There are several meaningful use objectives within the CMS EHR incentive program that may not be crystal clear. One of the foggiest, from my vantage point, is what I call the Privacy and Security objective. It is the lone Stage 1 meaningful use objective classified within the Health Outcomes Policy Priority labeled “Ensuring adequate privacy and security protections for personal health information.” As a core measure, and one without exclusion criteria, this objective must be met by all successful meaningful users.
What is the measure for this meaningful use objective? Quoting from the final rule, this measure requires the physician to “Conduct or review a security risk analysis per 45 CFR 164.308(a)(1) of the certified EHR technology, and implement security updates and correct identified security deficiencies as part of its risk management process.” You’re probably thinking, What the heck is 45 CFR 164.308(a)(1)? As it turns out, this is part of the HIPAA Security Rule. Most of you know HIPAA has been around since 1996 and the Security Rule in particular dates to 2003. In my experience nephrologists and the practices they operate in every day display a wide range of understanding of the complexities of the HIPAA Privacy and Security rules. As a disclaimer, I would like to state that I am neither an attorney nor a Privacy and Security expert. Having said that, let’s take a deeper dive into this objective.
The CFR (Code of Federal Regulations) sited within this objective is summarized below:
§ 164.308 Administrative safeguards.
A. A covered entity must, in
accordance with § 164.306:
(1)(i) Standard: Security management
process. Implement policies and
procedures to prevent, detect, contain,
and correct security violations.
(ii) Implementation specifications:
A. Risk analysis (Required). Conduct
an accurate and thorough assessment of
the potential risks and vulnerabilities to
the confidentiality, integrity, and
availability of electronic protected
health information held by the covered
entity.
B. Risk management (Required).
Implement security measures sufficient
to reduce risks and vulnerabilities to a
reasonable and appropriate level to
comply with § 164.306(a).
C. Sanction policy (Required). Apply
appropriate sanctions against workforce
members who fail to comply with the
security policies and procedures of the
covered entity.
D. Information system activity review
(Required). Implement procedures to
regularly review records of information
system activity, such as audit logs,
access reports, and security incident
tracking reports.
Remember that the meaningful use objective states the provider will conduct a security risk analysis and implement security updates and correct identified security deficiencies as part of its risk management strategy. That sounds a lot like parts (A) and (B) above.

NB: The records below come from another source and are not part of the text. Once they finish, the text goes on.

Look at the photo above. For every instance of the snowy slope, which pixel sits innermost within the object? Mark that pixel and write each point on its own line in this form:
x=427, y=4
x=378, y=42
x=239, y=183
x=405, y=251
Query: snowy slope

The interesting thing about this objective is that the Office for Civil Rights (OCR)—the branch of Health and Human Services charged with enforcing the HIPAA privacy and security rules—has set the expectation that physician practices are already in compliance with this CFR today. To be considered a meaningful user of your certified EHR you will now be required to attest to the fact that you are in compliance with this component of the HIPAA Security rule.
For those of you who actually have a security risk analysis plan in place, make sure it is not simply a policy sitting on a shelf in your office collecting dust. Shake the thing off and put it to use. As much as we like to complain about HIPAA, taking the time to think about where your patients’ privacy might be exposed within your practice and contemplating a strategy to mitigate a perceived risk is truly a valuable use of your time. For those of you late to this table, spend some time with the appropriate personnel within your office and develop a plan. In my opinion this does not require hiring an expensive consultant. In fact there are several useful resources in the public domain. A couple of my favorites include this summary from the Office for Civil Rights and the Reassessing Your Security Practices in a Health IT Environment: A Guide for Small Health Care Practices (PDF) from the Office of the National Coordinator.
The privacy and security of patient health information is one of the foundational pillars of health information technology. Every certified EHR provides the tools necessary to protect this information. The challenge for the practice is ensuring the tools are used properly. EHR vendors cannot prevent your staff from sharing passwords or remind your partners that laptops containing PHI at rest should be locked in the trunk of the car, not left exposed in the front seat. Although HIPAA may be the most despised acronym in all of medicine, we owe it to our patients to protect their health information.